In 1988 we had moved to Austin and our niece Dona lived directly behind us, so guess who agreed to have the reunion.  She had 3 bedrooms and 2 bathrooms and so did we. We had a gate in the back yard fence so people could walk back and forth easily. Plus we also had a Motel 6 just across I-35 which worked out nicely. But that year I said it was time for the younger set, the nieces and nephews, to take over the hosting job. In 1991 we went to Hyde Park, NY, in 1994 Council Bluffs, IA, in 1997 Bergen, NY and in 2000, our daughter Karla hosted the reunion in Nashville, TN.  In 2003, our niece Dona hosted us at her lovely home on Inks Lake, TX (75 miles west of Austin.)  In  2006, Kissimmee FL, I missed  our reunion for my first time. Elmer had passed away only 5 months before and I just wasn’t up to going. In 2009 we went to Sacramento, CA. We had a fantastic time and as usual did a lot of sight-seeing.

This year, a nephew who lives in Little Falls, NJ, which is only 20 min. from NYC is hosting and I’m so excited to be going. I’m leaving from Austin Airport about noon on Sunday, July 1st and will stay until the 7th or 8th.  I’m really looking forward to getting together with everyone.  We try not to dwell on the ones we’ve lost because there are new little ones and new spouses every time you turn around.  As usual we’ll enjoy each other’s company and see some wonderful new sights.  I have no idea who will volunteer to host this awesome family reunion in 2015, but you can bet I’ll be going and having a “GRAPE” time.
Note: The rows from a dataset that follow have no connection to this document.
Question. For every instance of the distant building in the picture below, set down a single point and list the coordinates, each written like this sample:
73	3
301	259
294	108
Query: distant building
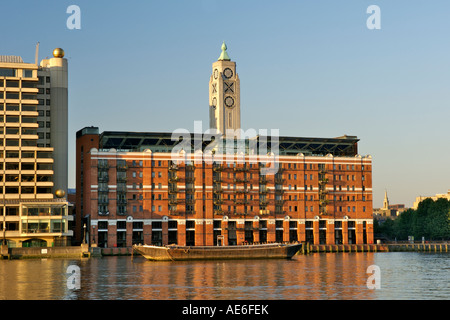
435	197
388	210
131	190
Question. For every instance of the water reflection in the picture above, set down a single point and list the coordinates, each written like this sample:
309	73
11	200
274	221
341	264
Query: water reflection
334	276
315	276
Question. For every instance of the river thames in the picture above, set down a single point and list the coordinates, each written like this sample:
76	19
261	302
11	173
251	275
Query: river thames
317	276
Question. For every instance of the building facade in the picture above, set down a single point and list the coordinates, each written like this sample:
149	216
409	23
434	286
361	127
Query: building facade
142	196
32	212
221	189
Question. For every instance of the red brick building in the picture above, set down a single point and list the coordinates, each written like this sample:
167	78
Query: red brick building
130	194
130	190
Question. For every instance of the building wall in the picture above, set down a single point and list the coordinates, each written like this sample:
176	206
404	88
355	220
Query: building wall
87	138
310	199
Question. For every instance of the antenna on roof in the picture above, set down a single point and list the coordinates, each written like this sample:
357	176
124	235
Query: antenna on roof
37	53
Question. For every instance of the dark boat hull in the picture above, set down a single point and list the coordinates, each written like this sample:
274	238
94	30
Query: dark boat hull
182	253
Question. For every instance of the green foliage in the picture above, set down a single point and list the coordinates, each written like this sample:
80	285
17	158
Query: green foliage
431	220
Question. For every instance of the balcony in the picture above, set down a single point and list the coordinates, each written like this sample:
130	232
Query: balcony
122	201
103	202
263	179
121	167
103	178
173	190
103	189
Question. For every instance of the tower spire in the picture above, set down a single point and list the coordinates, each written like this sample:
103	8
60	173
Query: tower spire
386	200
224	54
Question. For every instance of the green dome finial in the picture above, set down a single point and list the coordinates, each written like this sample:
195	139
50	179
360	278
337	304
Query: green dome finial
224	54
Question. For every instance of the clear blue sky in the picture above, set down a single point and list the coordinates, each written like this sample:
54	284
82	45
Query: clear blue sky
308	68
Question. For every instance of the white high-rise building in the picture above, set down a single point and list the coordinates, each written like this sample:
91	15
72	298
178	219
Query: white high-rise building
33	152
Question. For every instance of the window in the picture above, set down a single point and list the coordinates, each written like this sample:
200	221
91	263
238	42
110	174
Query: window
8	72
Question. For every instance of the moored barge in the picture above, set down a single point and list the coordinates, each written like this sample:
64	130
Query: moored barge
182	253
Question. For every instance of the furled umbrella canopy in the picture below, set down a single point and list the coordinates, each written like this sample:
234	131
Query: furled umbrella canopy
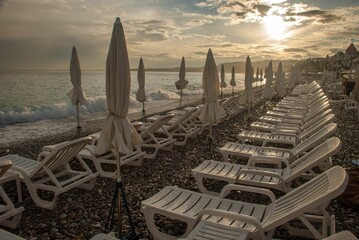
291	81
141	95
223	82
268	90
355	92
233	79
76	95
118	133
212	111
248	96
280	83
182	82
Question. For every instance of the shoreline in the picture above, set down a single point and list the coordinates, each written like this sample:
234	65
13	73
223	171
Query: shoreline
80	214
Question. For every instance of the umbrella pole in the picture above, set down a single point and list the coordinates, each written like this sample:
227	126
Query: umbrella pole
78	129
210	137
181	99
143	111
118	184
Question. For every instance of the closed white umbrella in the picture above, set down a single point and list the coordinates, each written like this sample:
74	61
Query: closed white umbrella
76	95
292	77
355	92
118	134
212	111
279	87
223	83
141	95
248	96
268	90
233	80
182	82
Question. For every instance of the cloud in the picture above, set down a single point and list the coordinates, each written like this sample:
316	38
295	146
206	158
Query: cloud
198	22
295	50
223	45
150	30
262	9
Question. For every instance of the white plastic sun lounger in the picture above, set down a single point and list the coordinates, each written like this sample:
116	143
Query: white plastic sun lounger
275	178
245	151
260	220
296	119
52	172
180	126
10	216
284	136
268	127
109	159
104	162
154	139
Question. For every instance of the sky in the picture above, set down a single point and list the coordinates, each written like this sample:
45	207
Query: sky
39	34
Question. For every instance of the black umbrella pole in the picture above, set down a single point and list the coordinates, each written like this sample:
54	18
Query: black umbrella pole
143	111
78	129
181	99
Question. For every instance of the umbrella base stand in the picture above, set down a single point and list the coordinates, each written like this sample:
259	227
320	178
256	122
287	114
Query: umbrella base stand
111	218
78	131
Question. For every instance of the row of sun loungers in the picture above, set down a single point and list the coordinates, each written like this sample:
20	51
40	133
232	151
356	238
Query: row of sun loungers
209	215
303	121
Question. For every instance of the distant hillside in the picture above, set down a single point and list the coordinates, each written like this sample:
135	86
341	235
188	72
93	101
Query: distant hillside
238	66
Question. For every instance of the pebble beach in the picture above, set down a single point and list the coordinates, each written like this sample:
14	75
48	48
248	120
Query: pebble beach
80	214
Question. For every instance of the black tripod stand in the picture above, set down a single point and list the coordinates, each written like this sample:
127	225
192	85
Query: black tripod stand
111	218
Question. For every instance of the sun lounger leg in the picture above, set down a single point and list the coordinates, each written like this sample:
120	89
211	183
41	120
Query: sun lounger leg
149	216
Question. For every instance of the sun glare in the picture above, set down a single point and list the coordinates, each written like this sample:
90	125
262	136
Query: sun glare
275	26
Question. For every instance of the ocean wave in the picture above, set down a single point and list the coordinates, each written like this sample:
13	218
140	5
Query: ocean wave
162	94
22	114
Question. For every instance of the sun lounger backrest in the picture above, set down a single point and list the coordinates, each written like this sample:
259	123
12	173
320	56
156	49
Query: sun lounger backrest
317	110
4	166
313	158
180	119
316	119
312	194
61	155
316	138
317	126
155	125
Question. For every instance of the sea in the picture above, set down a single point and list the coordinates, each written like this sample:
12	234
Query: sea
35	103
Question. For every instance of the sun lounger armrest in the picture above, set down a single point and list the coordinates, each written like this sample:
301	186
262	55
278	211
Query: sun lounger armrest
236	187
233	216
285	134
263	173
267	159
261	149
42	155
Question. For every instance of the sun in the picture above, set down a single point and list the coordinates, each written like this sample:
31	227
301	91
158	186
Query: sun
276	27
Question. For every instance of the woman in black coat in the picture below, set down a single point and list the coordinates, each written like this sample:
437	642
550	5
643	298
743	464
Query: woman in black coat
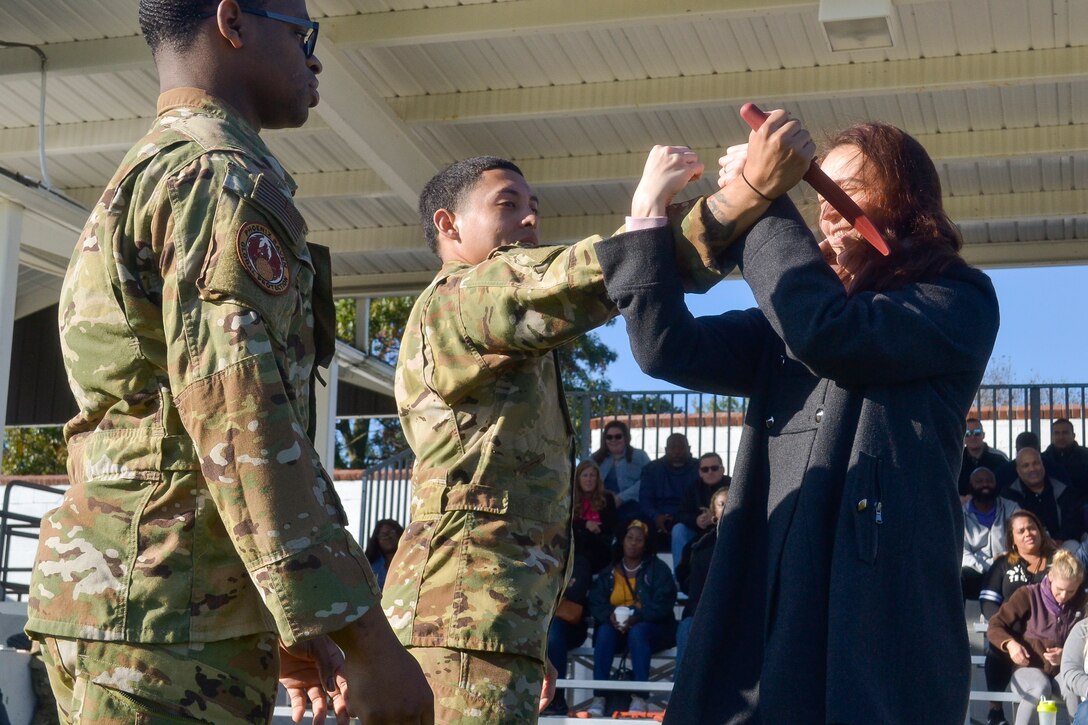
833	594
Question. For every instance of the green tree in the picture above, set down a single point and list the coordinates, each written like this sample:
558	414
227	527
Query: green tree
34	451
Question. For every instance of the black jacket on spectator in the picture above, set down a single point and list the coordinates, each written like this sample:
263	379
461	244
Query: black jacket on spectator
835	591
1075	461
1060	507
1006	474
693	568
990	458
696	499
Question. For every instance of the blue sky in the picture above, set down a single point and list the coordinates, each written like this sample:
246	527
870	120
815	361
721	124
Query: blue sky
1042	336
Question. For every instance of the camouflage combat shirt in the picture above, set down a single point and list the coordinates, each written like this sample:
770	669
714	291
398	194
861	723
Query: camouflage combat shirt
190	320
484	560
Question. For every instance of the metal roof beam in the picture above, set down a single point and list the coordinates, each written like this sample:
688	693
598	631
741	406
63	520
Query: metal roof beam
530	17
77	58
363	120
103	136
769	87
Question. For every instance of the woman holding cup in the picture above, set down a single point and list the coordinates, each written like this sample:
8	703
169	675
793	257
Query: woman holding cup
1031	628
631	601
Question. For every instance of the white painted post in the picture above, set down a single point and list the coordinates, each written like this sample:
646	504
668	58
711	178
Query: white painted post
362	324
11	229
325	432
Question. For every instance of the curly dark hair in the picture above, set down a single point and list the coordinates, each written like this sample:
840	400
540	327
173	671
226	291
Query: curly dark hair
447	188
905	188
174	23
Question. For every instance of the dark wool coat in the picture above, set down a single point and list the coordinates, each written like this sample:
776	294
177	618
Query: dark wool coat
833	593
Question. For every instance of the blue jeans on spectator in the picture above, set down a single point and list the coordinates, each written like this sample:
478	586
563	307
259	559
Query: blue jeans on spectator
1082	716
561	638
682	630
642	640
681	537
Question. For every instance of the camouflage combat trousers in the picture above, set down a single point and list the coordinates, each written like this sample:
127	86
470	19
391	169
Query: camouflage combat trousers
481	688
229	682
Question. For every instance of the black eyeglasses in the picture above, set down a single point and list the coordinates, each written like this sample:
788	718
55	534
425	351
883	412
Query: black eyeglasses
309	40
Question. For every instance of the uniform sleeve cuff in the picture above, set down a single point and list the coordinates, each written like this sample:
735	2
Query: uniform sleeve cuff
639	223
319	590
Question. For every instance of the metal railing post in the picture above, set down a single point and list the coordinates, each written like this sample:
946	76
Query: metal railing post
585	412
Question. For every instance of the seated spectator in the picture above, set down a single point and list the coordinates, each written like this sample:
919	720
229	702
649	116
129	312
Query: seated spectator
569	627
664	482
1059	506
1006	474
1028	554
621	466
631	602
694	517
977	453
986	519
381	545
694	565
594	517
1031	628
1064	450
1074	674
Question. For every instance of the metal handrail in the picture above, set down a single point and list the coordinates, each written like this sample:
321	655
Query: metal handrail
24	527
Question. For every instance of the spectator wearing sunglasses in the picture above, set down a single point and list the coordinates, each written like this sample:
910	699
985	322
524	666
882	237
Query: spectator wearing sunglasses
621	466
694	517
976	454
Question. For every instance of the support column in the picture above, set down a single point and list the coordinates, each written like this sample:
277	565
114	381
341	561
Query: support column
362	324
11	231
324	439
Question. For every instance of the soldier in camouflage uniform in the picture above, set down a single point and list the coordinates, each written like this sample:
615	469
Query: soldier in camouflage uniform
480	568
200	533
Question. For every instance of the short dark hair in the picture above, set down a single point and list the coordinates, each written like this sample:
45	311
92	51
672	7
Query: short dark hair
174	23
447	188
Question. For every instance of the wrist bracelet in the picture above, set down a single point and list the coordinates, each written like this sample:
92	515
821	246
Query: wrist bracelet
754	188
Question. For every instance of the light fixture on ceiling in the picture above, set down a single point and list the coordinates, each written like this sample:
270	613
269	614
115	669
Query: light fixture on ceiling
856	24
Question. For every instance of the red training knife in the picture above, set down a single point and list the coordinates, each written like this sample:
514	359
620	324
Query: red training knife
828	189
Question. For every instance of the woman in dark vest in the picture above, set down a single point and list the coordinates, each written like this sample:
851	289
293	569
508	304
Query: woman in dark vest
833	593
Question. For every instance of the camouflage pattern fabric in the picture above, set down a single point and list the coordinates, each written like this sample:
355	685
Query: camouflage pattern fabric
481	688
483	561
198	507
226	683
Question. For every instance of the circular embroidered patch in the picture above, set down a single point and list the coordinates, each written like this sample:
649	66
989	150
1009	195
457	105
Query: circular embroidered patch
262	258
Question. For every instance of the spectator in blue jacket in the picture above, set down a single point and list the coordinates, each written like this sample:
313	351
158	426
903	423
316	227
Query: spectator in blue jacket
631	602
664	482
621	466
694	517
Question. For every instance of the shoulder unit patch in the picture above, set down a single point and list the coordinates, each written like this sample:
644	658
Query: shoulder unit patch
262	258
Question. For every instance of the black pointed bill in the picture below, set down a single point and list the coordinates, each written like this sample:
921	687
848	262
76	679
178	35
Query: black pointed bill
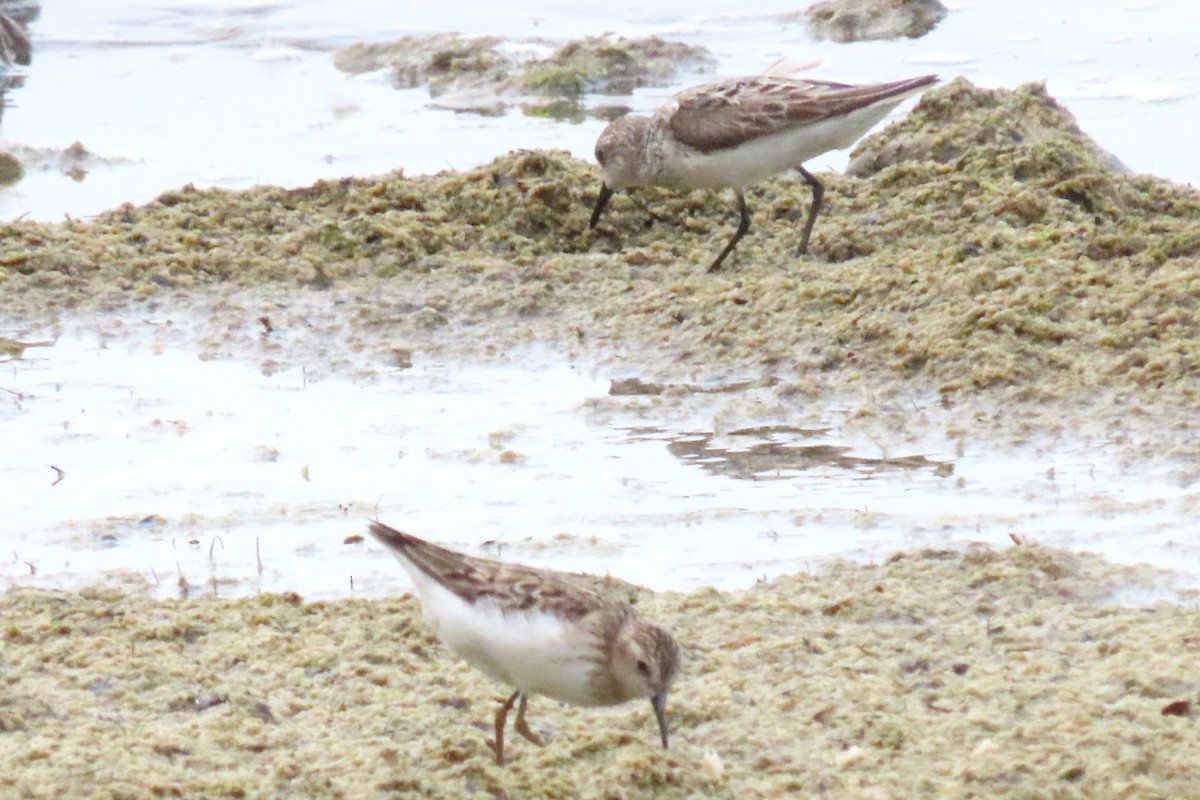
660	710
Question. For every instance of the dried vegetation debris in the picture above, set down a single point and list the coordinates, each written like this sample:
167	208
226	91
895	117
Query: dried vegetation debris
935	674
857	20
1000	252
489	73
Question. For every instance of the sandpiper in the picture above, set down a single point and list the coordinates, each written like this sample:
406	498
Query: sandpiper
541	632
737	132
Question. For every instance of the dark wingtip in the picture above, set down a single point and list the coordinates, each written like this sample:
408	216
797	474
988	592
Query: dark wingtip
601	202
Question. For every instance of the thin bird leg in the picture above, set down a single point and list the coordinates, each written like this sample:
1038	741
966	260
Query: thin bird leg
601	202
502	716
817	196
743	227
522	728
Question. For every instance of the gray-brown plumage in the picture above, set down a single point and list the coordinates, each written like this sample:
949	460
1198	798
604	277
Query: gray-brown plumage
737	132
540	631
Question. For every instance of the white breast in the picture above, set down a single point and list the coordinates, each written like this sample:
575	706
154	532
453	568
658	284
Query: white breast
534	651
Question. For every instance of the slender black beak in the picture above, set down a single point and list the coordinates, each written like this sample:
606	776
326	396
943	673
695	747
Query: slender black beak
601	202
660	710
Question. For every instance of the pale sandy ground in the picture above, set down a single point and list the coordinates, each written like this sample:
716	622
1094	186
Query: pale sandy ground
999	262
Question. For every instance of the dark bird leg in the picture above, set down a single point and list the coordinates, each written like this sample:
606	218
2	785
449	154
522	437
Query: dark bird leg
743	227
502	716
601	202
522	728
817	196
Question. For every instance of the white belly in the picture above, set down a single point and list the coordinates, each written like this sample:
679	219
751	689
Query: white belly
760	158
533	651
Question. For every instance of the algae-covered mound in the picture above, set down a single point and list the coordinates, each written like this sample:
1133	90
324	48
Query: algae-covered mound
937	674
487	73
993	247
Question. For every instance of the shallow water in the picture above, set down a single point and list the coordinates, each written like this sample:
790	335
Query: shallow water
222	94
243	475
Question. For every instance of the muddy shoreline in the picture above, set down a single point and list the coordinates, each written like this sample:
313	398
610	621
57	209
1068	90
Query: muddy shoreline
989	256
935	674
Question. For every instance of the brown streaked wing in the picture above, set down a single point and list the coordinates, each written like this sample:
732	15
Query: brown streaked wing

Sorry, I didn’t talk about writing this time, but I’ve been recovering from a ear and sinus infection and with this upcoming super family reunion constantly on my mind, it just naturally was the only thing I could think of to write about.  In case anyone is wondering, Knut Grape,  the patriarch of this family (1871-1953) was 100% Swede. In Sweden they have an umlaut over the E but since we don’t use those marks in the USA we’re happy to just say our name is Grape. Elmer and I made two trips to Sweden and met a number of distant cousins. We now have some who come to our reunions and that is way cool.